Fellow reviewers, here is what the accept label were before the repush

> 1f01e3e33336 augie 		py3: a second argument to open can't be bytes (mjpieters)
> 4b255d432d66 augie marmoute 	py3: add an os.fsencode backport to ease path handling (mjpieters)
> f2701c406cd3 marmoute 	test-clone: fix some instability in pooled clone race condition test (augie)
> 5da554404a82 marmoute 	test-clone: discard lock-related messages (augie)
> ff6ad83fed8c yuya 		bisect: minor movement of code handle flag updating state (pierre-yves)
> 2cc6dbf15658 yuya 		bisect: rename 'check_code' to match our naming scheme (pierre-yves)
> 6617d5231051 yuya 		bisect: remove code about "update-flag" in check_state (pierre-yves)
> e110b8c76d7c yuya 		bisect: simplify conditional in 'check_state' (pierre-yves)
> 38000dc76eff yuya 		bisect: move check_state into the bisect module (pierre-yves)
> 49639e29f292 yuya 		bisect: factor commonly update sequence (pierre-yves)
> a075dcc7b99f yuya 		bisect: build a displayer only once (pierre-yves)
> 8d079c0594b3 yuya marmoute 	py3: test to check which commands run (7895pulkit)
> 731c206da50c yuya 		debuginstall: use %d instead of %s for formatting an int (augie)
> aa408c1881c5 yuya 		py3: namedtuple takes unicode (journal ext) (mitrandir)
> b5e774ffce88 yuya 		py3: use raw strings in line continuation (convert ext) (mitrandir)
> a75b6c805d96 yuya 		pycompat: only accept a bytestring filepath in Python 2 (mjpieters)
> 30b2ca4bcf35 yuya 		bisect: extra a small initialisation outside of a loop (pierre-yves)
> 58bc268ab994 yuya 		checkcopies: rename 'ca' to 'base' (pierre-yves)
> c415f3b39839 yuya 		checkcopies: minor change to comment (pierre-yves)
> fe417a0192b1 yuya 		checkcopies: add an inline comment about the '_related' call (pierre-yves)
> 0354b8013257 yuya 		checkcopies: extract the '_related' closure (pierre-yves)

Cheers,

Patch

diff --git a/mercurial/__init__.py b/mercurial/__init__.py
--- a/mercurial/__init__.py
+++ b/mercurial/__init__.py
@@ -305,6 +305,24 @@ 
                     except IndexError:
                         pass
 
+                # Bare open call (not an attribute on something else)

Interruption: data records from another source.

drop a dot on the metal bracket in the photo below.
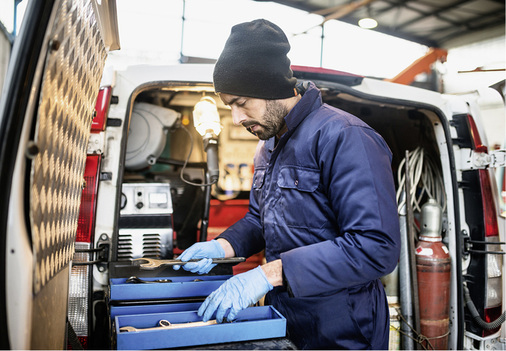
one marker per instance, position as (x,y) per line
(481,160)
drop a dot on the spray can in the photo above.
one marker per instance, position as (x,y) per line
(433,265)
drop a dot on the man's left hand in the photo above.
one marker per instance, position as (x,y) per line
(236,294)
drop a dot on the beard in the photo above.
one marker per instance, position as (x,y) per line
(273,120)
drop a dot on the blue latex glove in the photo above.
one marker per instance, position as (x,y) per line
(206,250)
(237,293)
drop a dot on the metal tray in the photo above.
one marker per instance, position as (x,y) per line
(180,287)
(253,323)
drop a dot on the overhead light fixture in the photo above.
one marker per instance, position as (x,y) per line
(206,120)
(367,23)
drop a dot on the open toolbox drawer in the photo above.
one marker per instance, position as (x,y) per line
(180,287)
(253,323)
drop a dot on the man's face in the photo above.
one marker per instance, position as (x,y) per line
(263,118)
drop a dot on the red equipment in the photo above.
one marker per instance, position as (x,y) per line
(433,265)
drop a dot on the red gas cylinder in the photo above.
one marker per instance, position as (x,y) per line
(433,265)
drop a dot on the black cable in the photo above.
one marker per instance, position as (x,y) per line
(476,316)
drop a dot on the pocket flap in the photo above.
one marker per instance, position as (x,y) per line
(258,178)
(303,179)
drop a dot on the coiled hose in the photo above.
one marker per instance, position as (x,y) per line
(476,316)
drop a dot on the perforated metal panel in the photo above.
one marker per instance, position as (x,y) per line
(70,85)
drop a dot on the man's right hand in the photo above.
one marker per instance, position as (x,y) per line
(206,250)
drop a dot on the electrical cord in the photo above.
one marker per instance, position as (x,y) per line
(186,163)
(476,316)
(424,176)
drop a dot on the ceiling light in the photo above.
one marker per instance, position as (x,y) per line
(368,23)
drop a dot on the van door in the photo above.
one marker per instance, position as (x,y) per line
(45,115)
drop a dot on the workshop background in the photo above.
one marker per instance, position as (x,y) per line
(470,34)
(452,46)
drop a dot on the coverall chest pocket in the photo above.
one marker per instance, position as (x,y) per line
(258,178)
(299,200)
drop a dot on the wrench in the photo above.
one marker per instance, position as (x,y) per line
(165,324)
(153,263)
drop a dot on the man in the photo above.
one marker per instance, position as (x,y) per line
(322,204)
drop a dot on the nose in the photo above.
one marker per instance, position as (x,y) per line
(238,117)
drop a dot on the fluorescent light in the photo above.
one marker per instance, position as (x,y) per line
(368,23)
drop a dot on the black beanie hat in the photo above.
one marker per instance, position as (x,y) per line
(254,63)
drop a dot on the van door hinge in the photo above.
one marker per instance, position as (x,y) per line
(481,160)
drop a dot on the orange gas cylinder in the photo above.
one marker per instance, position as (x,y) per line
(433,265)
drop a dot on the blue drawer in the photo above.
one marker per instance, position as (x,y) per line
(159,308)
(181,287)
(253,323)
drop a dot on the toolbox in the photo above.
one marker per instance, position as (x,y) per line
(178,287)
(164,297)
(253,323)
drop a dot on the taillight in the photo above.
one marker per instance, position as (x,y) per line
(80,276)
(493,276)
(101,108)
(86,222)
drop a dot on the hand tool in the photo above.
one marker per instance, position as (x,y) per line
(153,263)
(136,280)
(165,324)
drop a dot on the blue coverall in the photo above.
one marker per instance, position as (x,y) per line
(323,200)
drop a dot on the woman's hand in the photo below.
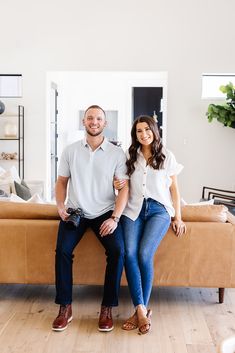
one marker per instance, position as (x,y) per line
(179,227)
(119,183)
(108,227)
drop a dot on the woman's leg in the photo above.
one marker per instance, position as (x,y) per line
(157,221)
(132,231)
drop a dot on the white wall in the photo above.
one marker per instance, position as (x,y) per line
(185,38)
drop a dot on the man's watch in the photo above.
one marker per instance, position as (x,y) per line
(116,219)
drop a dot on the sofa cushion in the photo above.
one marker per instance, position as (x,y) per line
(19,210)
(204,213)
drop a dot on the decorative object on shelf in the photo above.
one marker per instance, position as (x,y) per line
(2,107)
(155,116)
(10,130)
(8,156)
(224,113)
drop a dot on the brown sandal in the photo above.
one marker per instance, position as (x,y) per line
(131,323)
(144,324)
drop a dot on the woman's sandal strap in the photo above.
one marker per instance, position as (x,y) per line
(146,321)
(132,321)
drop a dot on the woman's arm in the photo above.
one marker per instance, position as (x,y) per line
(177,224)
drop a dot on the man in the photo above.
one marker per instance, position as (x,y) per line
(87,169)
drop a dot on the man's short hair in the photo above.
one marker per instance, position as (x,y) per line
(94,106)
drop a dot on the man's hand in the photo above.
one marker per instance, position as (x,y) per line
(179,227)
(108,227)
(119,183)
(63,213)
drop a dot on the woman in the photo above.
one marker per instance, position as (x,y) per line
(154,199)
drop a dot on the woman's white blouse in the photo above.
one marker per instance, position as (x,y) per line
(146,182)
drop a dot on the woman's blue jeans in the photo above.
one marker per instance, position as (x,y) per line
(142,238)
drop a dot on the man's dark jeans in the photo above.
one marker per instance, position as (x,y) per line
(68,238)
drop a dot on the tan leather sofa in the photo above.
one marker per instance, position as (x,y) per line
(204,257)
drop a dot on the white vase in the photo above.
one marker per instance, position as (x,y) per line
(10,130)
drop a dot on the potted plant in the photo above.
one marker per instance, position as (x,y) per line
(224,113)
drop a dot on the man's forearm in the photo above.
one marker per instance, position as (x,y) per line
(121,201)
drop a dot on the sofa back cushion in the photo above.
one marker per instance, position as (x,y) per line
(19,210)
(204,213)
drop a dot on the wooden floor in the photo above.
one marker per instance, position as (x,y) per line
(185,320)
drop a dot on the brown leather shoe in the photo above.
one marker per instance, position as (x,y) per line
(105,319)
(64,317)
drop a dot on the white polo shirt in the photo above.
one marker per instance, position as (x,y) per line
(147,182)
(91,175)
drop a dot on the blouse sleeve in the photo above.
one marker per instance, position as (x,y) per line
(172,166)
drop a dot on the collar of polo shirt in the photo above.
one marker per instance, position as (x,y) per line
(103,145)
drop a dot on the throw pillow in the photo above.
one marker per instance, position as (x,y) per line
(3,193)
(22,190)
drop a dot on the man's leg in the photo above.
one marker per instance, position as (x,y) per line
(114,250)
(68,238)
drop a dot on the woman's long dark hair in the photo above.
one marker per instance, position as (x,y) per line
(157,158)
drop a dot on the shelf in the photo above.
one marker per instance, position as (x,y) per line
(15,141)
(9,138)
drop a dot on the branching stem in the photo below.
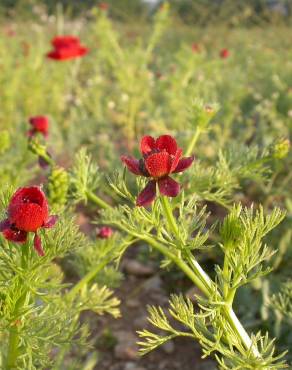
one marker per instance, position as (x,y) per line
(196,274)
(13,344)
(193,142)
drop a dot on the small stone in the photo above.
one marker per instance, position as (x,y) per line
(153,284)
(132,366)
(136,268)
(207,365)
(132,303)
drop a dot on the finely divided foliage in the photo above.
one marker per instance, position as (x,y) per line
(168,205)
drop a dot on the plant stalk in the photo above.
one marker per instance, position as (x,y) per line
(196,274)
(193,142)
(204,283)
(13,344)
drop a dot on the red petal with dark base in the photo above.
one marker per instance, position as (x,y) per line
(51,221)
(168,143)
(147,144)
(40,124)
(28,209)
(183,164)
(16,236)
(175,159)
(147,195)
(168,187)
(158,164)
(4,225)
(132,164)
(27,217)
(38,245)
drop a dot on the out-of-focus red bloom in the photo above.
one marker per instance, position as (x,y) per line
(105,232)
(161,157)
(27,212)
(67,47)
(40,124)
(196,48)
(224,53)
(103,6)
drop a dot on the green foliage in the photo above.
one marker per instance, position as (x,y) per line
(283,300)
(84,177)
(58,185)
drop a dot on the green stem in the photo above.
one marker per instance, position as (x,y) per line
(98,201)
(203,281)
(169,215)
(196,274)
(193,142)
(180,263)
(13,344)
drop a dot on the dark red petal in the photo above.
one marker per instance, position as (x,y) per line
(147,195)
(43,163)
(4,225)
(168,143)
(168,187)
(132,164)
(105,232)
(16,236)
(175,159)
(147,144)
(27,216)
(65,41)
(158,164)
(38,245)
(183,164)
(51,221)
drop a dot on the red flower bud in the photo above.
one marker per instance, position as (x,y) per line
(27,212)
(224,53)
(40,124)
(196,48)
(67,47)
(103,6)
(161,157)
(105,232)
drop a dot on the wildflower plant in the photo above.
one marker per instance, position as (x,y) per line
(39,311)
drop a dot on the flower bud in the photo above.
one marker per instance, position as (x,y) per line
(58,187)
(4,141)
(280,149)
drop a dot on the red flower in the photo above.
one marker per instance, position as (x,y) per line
(196,48)
(161,157)
(224,53)
(39,124)
(105,232)
(67,47)
(103,6)
(27,212)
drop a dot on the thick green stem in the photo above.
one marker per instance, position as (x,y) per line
(203,281)
(193,142)
(169,215)
(13,344)
(196,274)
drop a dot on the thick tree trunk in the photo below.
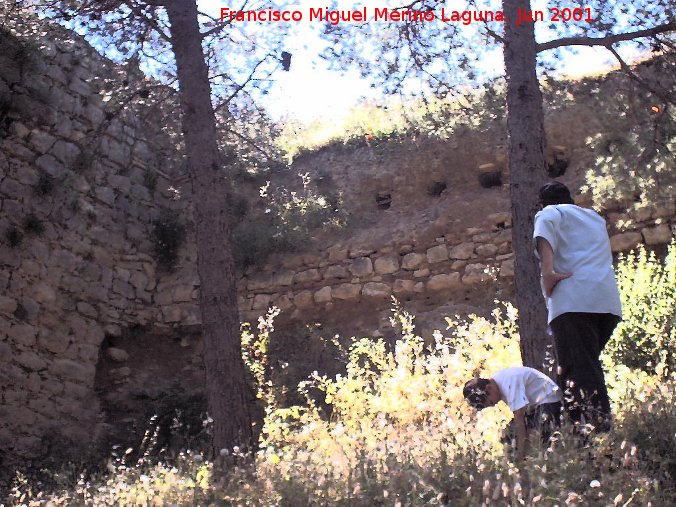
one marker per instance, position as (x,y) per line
(228,400)
(525,126)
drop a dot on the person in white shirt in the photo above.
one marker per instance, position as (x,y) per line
(531,395)
(583,302)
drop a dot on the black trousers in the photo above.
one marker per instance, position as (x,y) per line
(579,339)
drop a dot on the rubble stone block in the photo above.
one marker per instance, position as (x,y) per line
(23,334)
(444,281)
(346,291)
(323,295)
(463,251)
(403,286)
(307,276)
(387,264)
(376,290)
(437,254)
(413,261)
(303,299)
(336,271)
(657,235)
(361,266)
(625,241)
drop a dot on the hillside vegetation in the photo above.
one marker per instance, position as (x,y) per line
(393,428)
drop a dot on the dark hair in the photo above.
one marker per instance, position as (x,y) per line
(475,392)
(555,192)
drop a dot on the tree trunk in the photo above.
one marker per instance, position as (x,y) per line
(527,169)
(227,393)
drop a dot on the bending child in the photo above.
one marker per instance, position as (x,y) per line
(532,396)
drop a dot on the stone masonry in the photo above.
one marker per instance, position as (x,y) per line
(74,187)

+                if (fn == 'open' and not (prevtoken.type == token.OP and
+                                          prevtoken.string == '.')):
+                    try:
+                        # (NAME, 'open')
+                        # (OP, '(')
+                        # (NAME|STRING, 'filename')

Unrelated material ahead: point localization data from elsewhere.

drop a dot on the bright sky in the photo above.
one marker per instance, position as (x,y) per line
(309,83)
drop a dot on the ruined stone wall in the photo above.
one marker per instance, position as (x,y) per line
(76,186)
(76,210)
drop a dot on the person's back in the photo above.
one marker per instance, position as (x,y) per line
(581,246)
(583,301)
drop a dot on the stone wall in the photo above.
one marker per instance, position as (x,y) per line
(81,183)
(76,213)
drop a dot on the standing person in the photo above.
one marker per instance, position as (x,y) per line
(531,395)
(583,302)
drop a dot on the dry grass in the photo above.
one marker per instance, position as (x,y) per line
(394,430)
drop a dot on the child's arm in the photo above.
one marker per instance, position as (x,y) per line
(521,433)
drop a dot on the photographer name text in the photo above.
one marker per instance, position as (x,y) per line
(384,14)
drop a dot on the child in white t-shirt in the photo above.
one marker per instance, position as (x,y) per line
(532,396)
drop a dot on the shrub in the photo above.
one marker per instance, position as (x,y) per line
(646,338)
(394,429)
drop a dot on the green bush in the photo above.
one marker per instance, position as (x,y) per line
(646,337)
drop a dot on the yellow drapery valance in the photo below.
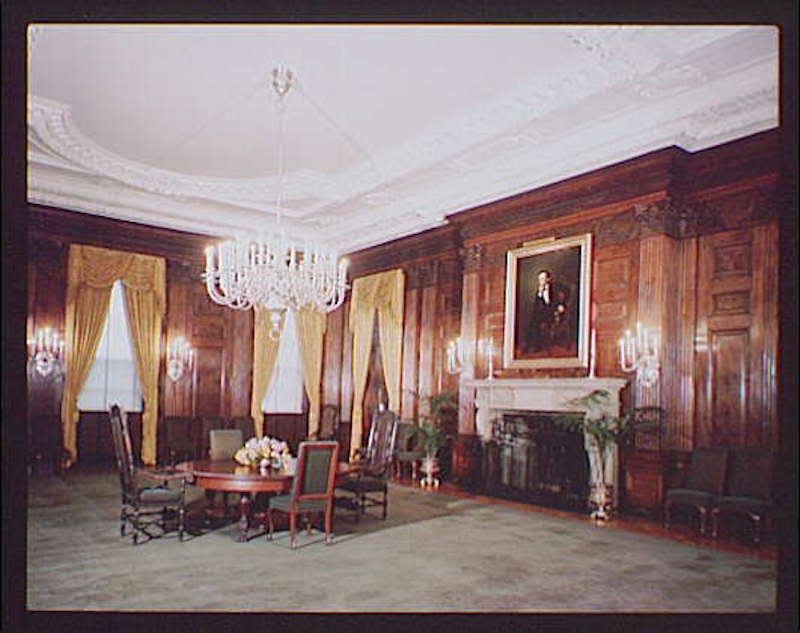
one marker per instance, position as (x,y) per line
(384,292)
(91,272)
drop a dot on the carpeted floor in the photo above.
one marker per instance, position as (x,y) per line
(435,553)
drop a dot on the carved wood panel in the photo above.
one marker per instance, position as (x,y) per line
(208,381)
(729,386)
(614,294)
(736,338)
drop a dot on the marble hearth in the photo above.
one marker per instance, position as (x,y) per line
(499,397)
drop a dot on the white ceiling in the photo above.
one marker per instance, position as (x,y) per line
(388,128)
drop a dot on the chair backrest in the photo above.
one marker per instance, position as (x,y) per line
(750,473)
(407,437)
(245,425)
(208,423)
(329,422)
(381,443)
(223,443)
(315,474)
(122,449)
(707,470)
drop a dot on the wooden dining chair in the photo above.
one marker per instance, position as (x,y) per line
(312,489)
(144,507)
(370,485)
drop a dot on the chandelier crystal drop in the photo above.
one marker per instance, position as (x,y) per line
(272,273)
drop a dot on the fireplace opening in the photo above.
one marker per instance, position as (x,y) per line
(530,458)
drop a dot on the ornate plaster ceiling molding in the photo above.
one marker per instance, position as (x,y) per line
(52,125)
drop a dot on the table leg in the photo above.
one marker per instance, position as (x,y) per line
(244,517)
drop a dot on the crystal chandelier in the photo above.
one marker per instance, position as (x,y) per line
(272,273)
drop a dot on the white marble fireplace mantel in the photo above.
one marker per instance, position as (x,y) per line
(496,396)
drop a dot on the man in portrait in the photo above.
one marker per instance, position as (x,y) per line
(550,314)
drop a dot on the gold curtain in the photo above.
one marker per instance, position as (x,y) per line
(383,292)
(91,272)
(265,354)
(311,325)
(145,289)
(390,328)
(87,311)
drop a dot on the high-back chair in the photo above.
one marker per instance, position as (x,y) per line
(144,507)
(205,425)
(245,424)
(223,443)
(312,489)
(374,467)
(749,489)
(705,480)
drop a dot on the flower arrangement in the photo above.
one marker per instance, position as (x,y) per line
(264,452)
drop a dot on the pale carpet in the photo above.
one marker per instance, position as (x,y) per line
(435,553)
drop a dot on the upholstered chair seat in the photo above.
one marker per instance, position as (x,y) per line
(705,480)
(312,489)
(144,507)
(373,476)
(749,489)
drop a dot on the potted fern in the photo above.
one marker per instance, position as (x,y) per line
(602,434)
(432,434)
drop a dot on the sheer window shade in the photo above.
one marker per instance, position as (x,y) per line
(285,393)
(113,378)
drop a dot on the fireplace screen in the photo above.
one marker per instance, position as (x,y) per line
(531,458)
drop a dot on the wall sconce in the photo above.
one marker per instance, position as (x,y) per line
(45,350)
(180,358)
(454,357)
(488,349)
(640,354)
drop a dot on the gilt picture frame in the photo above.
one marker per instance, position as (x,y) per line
(547,311)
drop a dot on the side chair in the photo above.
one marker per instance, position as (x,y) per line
(749,490)
(143,506)
(705,480)
(372,477)
(312,489)
(223,444)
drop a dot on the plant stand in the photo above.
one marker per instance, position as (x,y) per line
(430,467)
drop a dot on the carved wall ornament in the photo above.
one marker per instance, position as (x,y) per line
(661,217)
(616,229)
(472,257)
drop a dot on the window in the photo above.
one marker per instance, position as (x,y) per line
(114,377)
(285,393)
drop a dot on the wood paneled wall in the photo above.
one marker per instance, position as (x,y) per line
(686,243)
(432,308)
(221,381)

+                        # (OP, ',')
+                        # (NAME|STRING, mode)
+                        st = tokens[i + 4]

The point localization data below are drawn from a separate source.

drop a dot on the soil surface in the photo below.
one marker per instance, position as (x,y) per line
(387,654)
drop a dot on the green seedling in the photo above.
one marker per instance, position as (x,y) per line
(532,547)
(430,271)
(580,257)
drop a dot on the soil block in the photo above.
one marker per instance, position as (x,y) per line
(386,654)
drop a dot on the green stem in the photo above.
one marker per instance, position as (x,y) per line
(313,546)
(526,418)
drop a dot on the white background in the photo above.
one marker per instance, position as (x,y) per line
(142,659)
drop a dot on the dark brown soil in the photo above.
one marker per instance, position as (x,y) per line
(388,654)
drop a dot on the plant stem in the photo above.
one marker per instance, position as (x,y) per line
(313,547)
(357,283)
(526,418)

+                        if (st.type == token.STRING and
+                                st.string[0] in ("'", '"')):
+                            rt = tokenize.TokenInfo(st.type, 'u%s' % st.string,
+                                                    st.start, st.end, st.line)
+                            tokens[i + 4] = rt
+                    except IndexError:
+                        pass
+
                 # It changes iteritems to items as iteritems is not
                 # present in Python 3 world.
                 if fn == 'iteritems':
@@ -319,7 +337,7 @@ 
     # ``replacetoken`` or any mechanism that changes semantics of module
     # loading is changed. Otherwise cached bytecode may get loaded without
     # the new transformation mechanisms applied.
-    BYTECODEHEADER = b'HG\x00\x04'
+    BYTECODEHEADER = b'HG\x00\x05'
 
     class hgloader(importlib.machinery.SourceFileLoader):
         """Custom module loader that transforms source code.